May the God of hope bring you such joy and peace in your faith that the power of the Holy Spirit will remove all bounds to hope.                                                Rom 15.13


[1] A shorter version of this essay was delivered as the opening plenary address at the C. S. Lewis Fiftieth Memorial Celebration of the C. S. Lewis Foundation, the University of San Diego, June 22, 2013, University.  A print version of this essay also appears in the November, 2013 issue of CSL: The Bulleting of the New York C. S. Lewis Society.

[2] On October 24, 1960, Lewis answers Alistair Fowler’s praise for Ellrodt’s enthusiasm in his Neo-Platonism in the Poetry of Edmund Spenser: “reading your account of the book I am divided between a great greed to see it and the little haunting fear ‘is he beginning to see pictures in the fire?’”

[3] See Sol Altschul, ed., Childhood Bereavement and Its Aftermath.  Emotion and Behavior Monographs: Monograph No. 8.  Madison, Conn.: International Universities Press, Inc., 1981.

[4] That there was an erotic relationship of some kind is now a commonplace in Lewis scholarship, though the evidence is, of course, circumstantial, the most telling of those circumstances being Lewis’s absolute refusal to discuss Mrs. Moore, even in his autobiography – or even with his brother.  Christopher Derrick, Lewis’s pupil and, later, his friend, argues for the presence of Weiberherrschaft in Lewis in his C. S. Lewis and the Church of Rome.

[5] Also see Weston’s imperialist manifesto delivered at the end of Out of the Silent Planet.

[6] He seems similarly disingenuous when expressing his frustration at those who believed there was a real Malcolm receiving those letters on prayer.  Should I really have known better?

[7] Not incidentally, he was a Christian apologist whose conception even of church is the theological equivalent of a quantum particle in Heisenberg’s uncertain universe.

[8] Lewis’s most belligerent anti-cultural statement is “Lilies that Fester” (1955), in which he explicitly urges “rebellion,” claiming “there is no time to spare.”  Here, though, the attack is not on culture per se but on its self-conscious consumption and the harms that result from that.
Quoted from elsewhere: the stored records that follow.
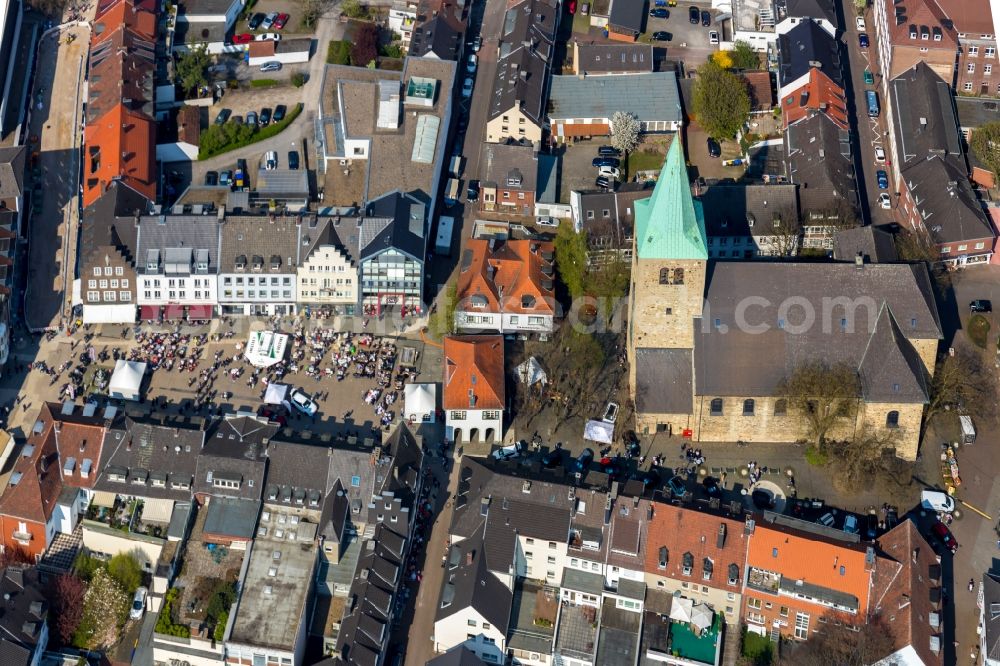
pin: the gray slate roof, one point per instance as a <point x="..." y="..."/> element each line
<point x="522" y="72"/>
<point x="926" y="121"/>
<point x="12" y="171"/>
<point x="628" y="14"/>
<point x="734" y="362"/>
<point x="505" y="161"/>
<point x="163" y="233"/>
<point x="806" y="46"/>
<point x="664" y="381"/>
<point x="818" y="160"/>
<point x="814" y="9"/>
<point x="871" y="242"/>
<point x="652" y="96"/>
<point x="729" y="209"/>
<point x="273" y="239"/>
<point x="139" y="448"/>
<point x="396" y="220"/>
<point x="614" y="58"/>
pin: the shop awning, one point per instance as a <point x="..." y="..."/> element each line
<point x="199" y="312"/>
<point x="173" y="312"/>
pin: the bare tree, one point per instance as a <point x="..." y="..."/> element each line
<point x="842" y="642"/>
<point x="963" y="382"/>
<point x="824" y="394"/>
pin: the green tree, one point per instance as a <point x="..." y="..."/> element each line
<point x="824" y="394"/>
<point x="721" y="101"/>
<point x="571" y="259"/>
<point x="985" y="143"/>
<point x="125" y="568"/>
<point x="190" y="71"/>
<point x="744" y="57"/>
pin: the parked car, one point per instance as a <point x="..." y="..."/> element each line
<point x="598" y="162"/>
<point x="677" y="485"/>
<point x="138" y="604"/>
<point x="610" y="172"/>
<point x="515" y="450"/>
<point x="553" y="457"/>
<point x="944" y="535"/>
<point x="303" y="402"/>
<point x="851" y="524"/>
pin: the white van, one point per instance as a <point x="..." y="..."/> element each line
<point x="935" y="500"/>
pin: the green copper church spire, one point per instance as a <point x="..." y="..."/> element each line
<point x="669" y="225"/>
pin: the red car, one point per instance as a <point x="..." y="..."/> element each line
<point x="945" y="536"/>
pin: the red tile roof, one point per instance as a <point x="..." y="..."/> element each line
<point x="473" y="366"/>
<point x="120" y="144"/>
<point x="703" y="535"/>
<point x="514" y="269"/>
<point x="34" y="484"/>
<point x="907" y="590"/>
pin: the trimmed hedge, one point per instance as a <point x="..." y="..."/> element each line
<point x="219" y="139"/>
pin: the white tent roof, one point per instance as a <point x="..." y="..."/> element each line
<point x="599" y="431"/>
<point x="531" y="372"/>
<point x="127" y="377"/>
<point x="275" y="393"/>
<point x="685" y="610"/>
<point x="420" y="398"/>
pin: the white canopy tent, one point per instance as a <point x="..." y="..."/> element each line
<point x="690" y="612"/>
<point x="531" y="372"/>
<point x="265" y="348"/>
<point x="275" y="394"/>
<point x="126" y="380"/>
<point x="419" y="402"/>
<point x="599" y="431"/>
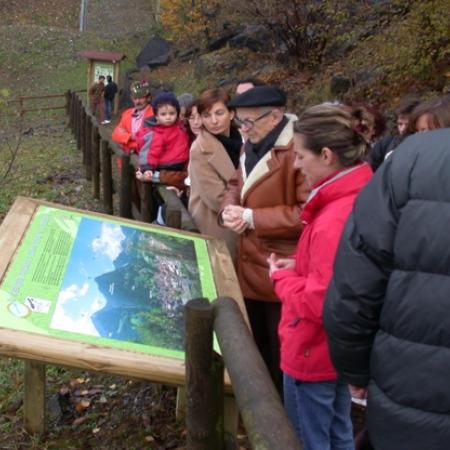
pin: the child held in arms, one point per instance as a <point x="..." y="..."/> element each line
<point x="163" y="143"/>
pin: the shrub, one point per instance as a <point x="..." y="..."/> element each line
<point x="191" y="20"/>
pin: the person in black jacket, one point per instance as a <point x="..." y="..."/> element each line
<point x="385" y="145"/>
<point x="387" y="311"/>
<point x="108" y="95"/>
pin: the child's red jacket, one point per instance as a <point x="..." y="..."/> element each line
<point x="163" y="147"/>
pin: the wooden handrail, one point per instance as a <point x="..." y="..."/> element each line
<point x="265" y="419"/>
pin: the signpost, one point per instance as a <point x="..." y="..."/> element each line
<point x="103" y="63"/>
<point x="100" y="293"/>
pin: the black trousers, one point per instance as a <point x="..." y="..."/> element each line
<point x="264" y="318"/>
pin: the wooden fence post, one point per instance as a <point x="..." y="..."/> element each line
<point x="79" y="120"/>
<point x="88" y="148"/>
<point x="95" y="162"/>
<point x="107" y="182"/>
<point x="76" y="118"/>
<point x="125" y="205"/>
<point x="72" y="112"/>
<point x="265" y="419"/>
<point x="204" y="379"/>
<point x="68" y="98"/>
<point x="82" y="146"/>
<point x="34" y="401"/>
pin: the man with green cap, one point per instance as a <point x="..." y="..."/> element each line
<point x="133" y="118"/>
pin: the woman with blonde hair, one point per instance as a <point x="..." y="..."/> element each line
<point x="330" y="153"/>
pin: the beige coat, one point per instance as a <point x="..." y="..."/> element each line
<point x="209" y="169"/>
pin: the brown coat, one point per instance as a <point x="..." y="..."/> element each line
<point x="275" y="191"/>
<point x="209" y="169"/>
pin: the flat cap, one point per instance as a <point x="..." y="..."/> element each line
<point x="259" y="96"/>
<point x="139" y="89"/>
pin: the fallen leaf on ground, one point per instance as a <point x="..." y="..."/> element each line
<point x="78" y="421"/>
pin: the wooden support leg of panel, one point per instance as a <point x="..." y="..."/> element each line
<point x="180" y="412"/>
<point x="34" y="401"/>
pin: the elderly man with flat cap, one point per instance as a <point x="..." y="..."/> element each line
<point x="262" y="204"/>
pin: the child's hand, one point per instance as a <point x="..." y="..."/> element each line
<point x="279" y="263"/>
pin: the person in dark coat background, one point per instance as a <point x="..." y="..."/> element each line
<point x="387" y="308"/>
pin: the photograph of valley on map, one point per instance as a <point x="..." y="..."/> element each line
<point x="128" y="284"/>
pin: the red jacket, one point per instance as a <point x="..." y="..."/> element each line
<point x="122" y="133"/>
<point x="163" y="147"/>
<point x="304" y="349"/>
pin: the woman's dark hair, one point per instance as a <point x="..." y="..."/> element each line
<point x="406" y="106"/>
<point x="207" y="99"/>
<point x="252" y="80"/>
<point x="437" y="111"/>
<point x="368" y="113"/>
<point x="189" y="107"/>
<point x="332" y="126"/>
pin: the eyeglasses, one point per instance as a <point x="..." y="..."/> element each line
<point x="249" y="123"/>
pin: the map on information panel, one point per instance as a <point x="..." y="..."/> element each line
<point x="84" y="278"/>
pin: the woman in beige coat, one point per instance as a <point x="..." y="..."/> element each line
<point x="213" y="161"/>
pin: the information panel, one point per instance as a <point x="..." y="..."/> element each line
<point x="86" y="278"/>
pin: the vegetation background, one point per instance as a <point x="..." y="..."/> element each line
<point x="380" y="50"/>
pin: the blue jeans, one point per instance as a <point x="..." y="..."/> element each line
<point x="108" y="109"/>
<point x="320" y="413"/>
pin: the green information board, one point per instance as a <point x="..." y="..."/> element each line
<point x="85" y="278"/>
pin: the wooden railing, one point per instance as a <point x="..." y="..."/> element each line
<point x="22" y="110"/>
<point x="99" y="151"/>
<point x="264" y="417"/>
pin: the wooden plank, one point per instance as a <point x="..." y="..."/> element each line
<point x="95" y="163"/>
<point x="88" y="148"/>
<point x="204" y="375"/>
<point x="175" y="207"/>
<point x="125" y="202"/>
<point x="146" y="194"/>
<point x="61" y="352"/>
<point x="230" y="416"/>
<point x="13" y="228"/>
<point x="30" y="346"/>
<point x="34" y="398"/>
<point x="265" y="419"/>
<point x="225" y="276"/>
<point x="180" y="408"/>
<point x="107" y="181"/>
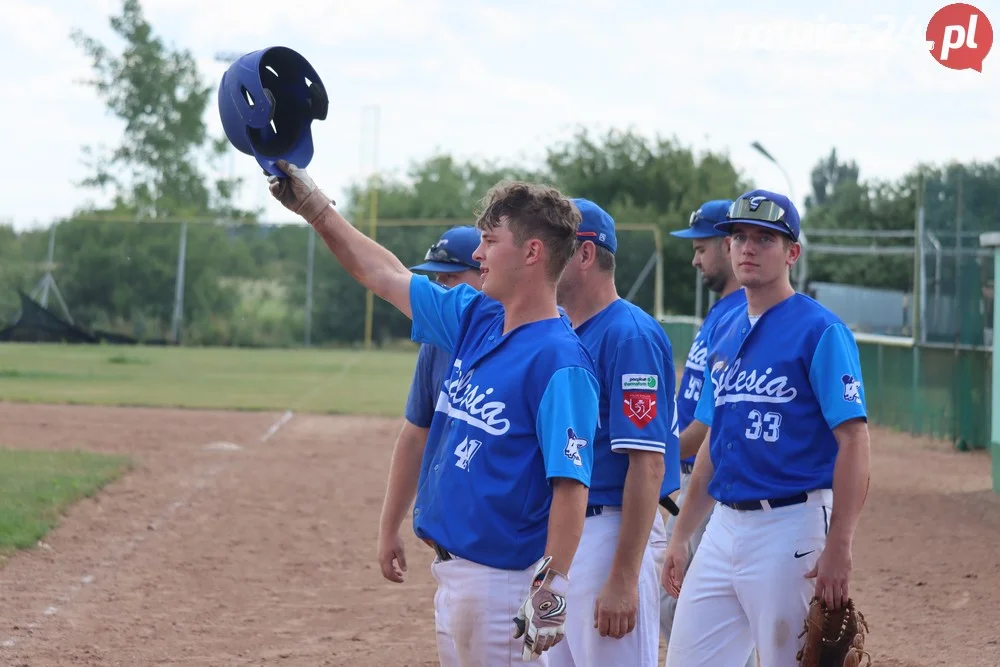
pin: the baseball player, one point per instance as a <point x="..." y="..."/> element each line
<point x="711" y="257"/>
<point x="450" y="261"/>
<point x="504" y="499"/>
<point x="614" y="602"/>
<point x="787" y="459"/>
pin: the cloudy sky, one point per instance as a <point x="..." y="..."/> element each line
<point x="503" y="80"/>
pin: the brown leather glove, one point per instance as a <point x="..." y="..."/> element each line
<point x="834" y="637"/>
<point x="298" y="192"/>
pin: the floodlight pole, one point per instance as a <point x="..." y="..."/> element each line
<point x="48" y="280"/>
<point x="803" y="271"/>
<point x="179" y="286"/>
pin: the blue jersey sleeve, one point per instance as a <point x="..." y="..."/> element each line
<point x="423" y="394"/>
<point x="706" y="401"/>
<point x="437" y="311"/>
<point x="566" y="423"/>
<point x="642" y="407"/>
<point x="835" y="376"/>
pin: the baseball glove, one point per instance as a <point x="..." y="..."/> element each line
<point x="834" y="637"/>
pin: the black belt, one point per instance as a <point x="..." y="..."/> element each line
<point x="749" y="505"/>
<point x="595" y="510"/>
<point x="442" y="553"/>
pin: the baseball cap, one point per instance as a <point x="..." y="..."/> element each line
<point x="596" y="226"/>
<point x="452" y="253"/>
<point x="763" y="209"/>
<point x="701" y="224"/>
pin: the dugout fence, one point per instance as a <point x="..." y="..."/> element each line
<point x="224" y="283"/>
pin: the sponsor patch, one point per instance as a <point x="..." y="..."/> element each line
<point x="639" y="407"/>
<point x="634" y="382"/>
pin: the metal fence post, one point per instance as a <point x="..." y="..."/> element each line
<point x="310" y="255"/>
<point x="992" y="240"/>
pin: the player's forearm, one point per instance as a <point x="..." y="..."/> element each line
<point x="691" y="438"/>
<point x="404" y="472"/>
<point x="850" y="481"/>
<point x="369" y="263"/>
<point x="566" y="516"/>
<point x="640" y="496"/>
<point x="697" y="502"/>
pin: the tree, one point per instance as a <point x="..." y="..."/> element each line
<point x="159" y="95"/>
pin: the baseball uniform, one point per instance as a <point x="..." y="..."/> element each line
<point x="451" y="253"/>
<point x="516" y="411"/>
<point x="701" y="225"/>
<point x="634" y="362"/>
<point x="780" y="384"/>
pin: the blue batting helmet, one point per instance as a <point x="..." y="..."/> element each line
<point x="267" y="102"/>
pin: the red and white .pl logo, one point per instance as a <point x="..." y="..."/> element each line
<point x="639" y="406"/>
<point x="959" y="36"/>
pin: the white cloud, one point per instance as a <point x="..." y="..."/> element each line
<point x="491" y="80"/>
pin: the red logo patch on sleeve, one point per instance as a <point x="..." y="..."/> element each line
<point x="639" y="407"/>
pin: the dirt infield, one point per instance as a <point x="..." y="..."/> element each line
<point x="264" y="555"/>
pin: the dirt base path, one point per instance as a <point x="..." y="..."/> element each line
<point x="249" y="539"/>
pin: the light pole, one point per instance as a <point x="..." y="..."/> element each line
<point x="802" y="265"/>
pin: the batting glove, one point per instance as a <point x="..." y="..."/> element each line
<point x="298" y="192"/>
<point x="541" y="620"/>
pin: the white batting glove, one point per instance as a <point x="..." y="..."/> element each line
<point x="298" y="192"/>
<point x="542" y="617"/>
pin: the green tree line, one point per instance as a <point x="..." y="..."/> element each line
<point x="245" y="282"/>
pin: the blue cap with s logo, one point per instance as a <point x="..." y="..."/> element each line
<point x="597" y="225"/>
<point x="763" y="209"/>
<point x="701" y="224"/>
<point x="452" y="253"/>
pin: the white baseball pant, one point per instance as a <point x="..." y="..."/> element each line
<point x="583" y="645"/>
<point x="668" y="603"/>
<point x="746" y="585"/>
<point x="474" y="607"/>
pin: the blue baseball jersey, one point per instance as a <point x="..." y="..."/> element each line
<point x="693" y="378"/>
<point x="516" y="410"/>
<point x="428" y="376"/>
<point x="635" y="368"/>
<point x="779" y="388"/>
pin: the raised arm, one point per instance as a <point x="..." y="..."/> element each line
<point x="372" y="265"/>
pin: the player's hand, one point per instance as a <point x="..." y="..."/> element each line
<point x="391" y="559"/>
<point x="298" y="192"/>
<point x="541" y="620"/>
<point x="832" y="573"/>
<point x="617" y="607"/>
<point x="675" y="565"/>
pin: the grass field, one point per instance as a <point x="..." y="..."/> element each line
<point x="325" y="381"/>
<point x="37" y="486"/>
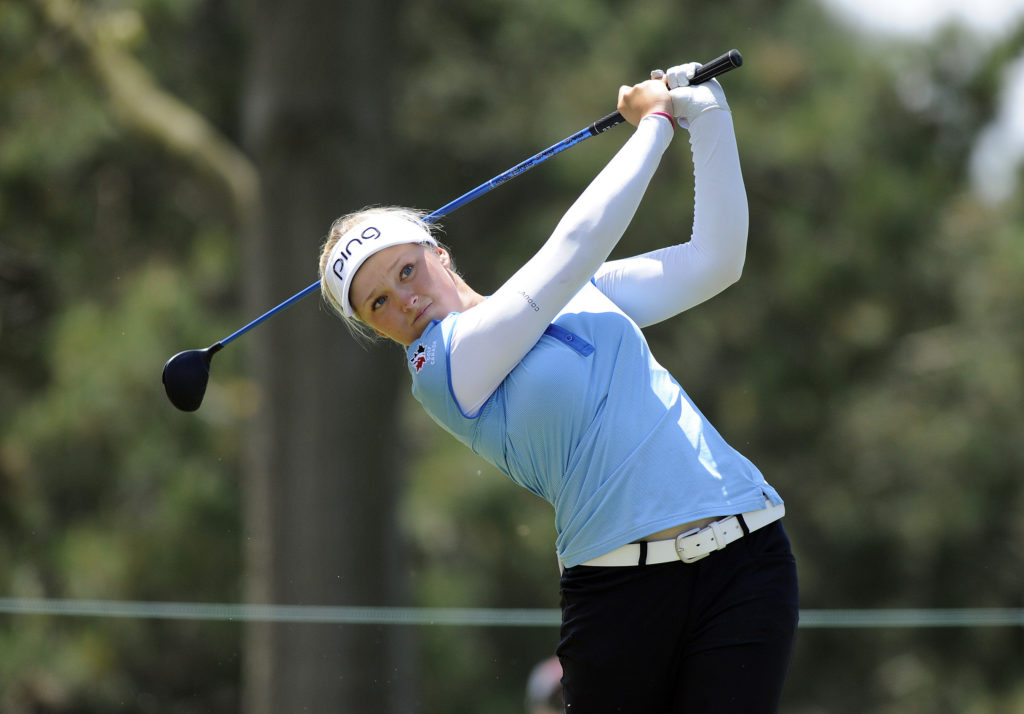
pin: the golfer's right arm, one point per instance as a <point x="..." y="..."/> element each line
<point x="491" y="338"/>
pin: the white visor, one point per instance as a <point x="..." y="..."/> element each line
<point x="358" y="243"/>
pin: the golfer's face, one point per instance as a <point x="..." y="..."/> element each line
<point x="400" y="289"/>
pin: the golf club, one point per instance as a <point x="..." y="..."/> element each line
<point x="186" y="374"/>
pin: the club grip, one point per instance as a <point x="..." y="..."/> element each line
<point x="718" y="66"/>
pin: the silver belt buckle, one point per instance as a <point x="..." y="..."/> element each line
<point x="680" y="547"/>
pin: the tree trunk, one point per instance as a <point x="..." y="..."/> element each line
<point x="322" y="477"/>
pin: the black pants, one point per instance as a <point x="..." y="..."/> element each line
<point x="709" y="637"/>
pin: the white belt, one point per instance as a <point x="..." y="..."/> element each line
<point x="692" y="545"/>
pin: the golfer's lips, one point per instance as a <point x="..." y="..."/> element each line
<point x="419" y="316"/>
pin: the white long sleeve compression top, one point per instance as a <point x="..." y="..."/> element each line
<point x="491" y="338"/>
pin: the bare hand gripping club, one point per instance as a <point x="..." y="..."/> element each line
<point x="186" y="374"/>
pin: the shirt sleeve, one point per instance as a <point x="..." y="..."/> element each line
<point x="655" y="286"/>
<point x="491" y="338"/>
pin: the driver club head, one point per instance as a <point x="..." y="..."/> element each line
<point x="185" y="377"/>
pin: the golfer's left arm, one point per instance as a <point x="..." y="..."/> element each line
<point x="658" y="285"/>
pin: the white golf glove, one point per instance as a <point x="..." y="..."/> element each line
<point x="687" y="101"/>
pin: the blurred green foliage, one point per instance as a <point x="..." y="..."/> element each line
<point x="869" y="360"/>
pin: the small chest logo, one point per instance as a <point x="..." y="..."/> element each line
<point x="423" y="355"/>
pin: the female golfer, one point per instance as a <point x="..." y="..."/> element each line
<point x="678" y="590"/>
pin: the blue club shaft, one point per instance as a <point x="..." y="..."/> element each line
<point x="723" y="64"/>
<point x="592" y="130"/>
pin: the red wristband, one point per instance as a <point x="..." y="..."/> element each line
<point x="668" y="116"/>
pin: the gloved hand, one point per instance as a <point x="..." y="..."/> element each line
<point x="688" y="101"/>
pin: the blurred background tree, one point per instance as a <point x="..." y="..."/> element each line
<point x="869" y="360"/>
[9] Perhaps Joy Gresham, though only after a while and for all her own affliction and the complication of her children, relaxed Lewis, provided a zone not unlike his original redoubt but more capacious, and thus afforded him the comfort and reassurance that would be the conditions for an amplified vision, a Zeit flight, so to speak, into his fifties.

[10] Strong adumbrations are in Pilgrim’s Regress and even in The Problem of Pain (1940).

[11] Whenever this vision arises, no matter if the mode be narrative, expository, argumentative, or imaginative – and often these modes tumble forth as though all at once – his rhetoric tends to move from the possible to the probable, then to the promising, thereafter to the pleasurable, penultimately to desire, and finally to the hope for Heaven.

[12] A portion of Lewis’s work, especially his professional academic work, does not fit the paradigm I’m sketching here.  But the preponderance of it – including his Experiment – does. Nevertheless, in light of those “pictures in the fire,” we should remember that portraits, like lives, are not geometry proofs.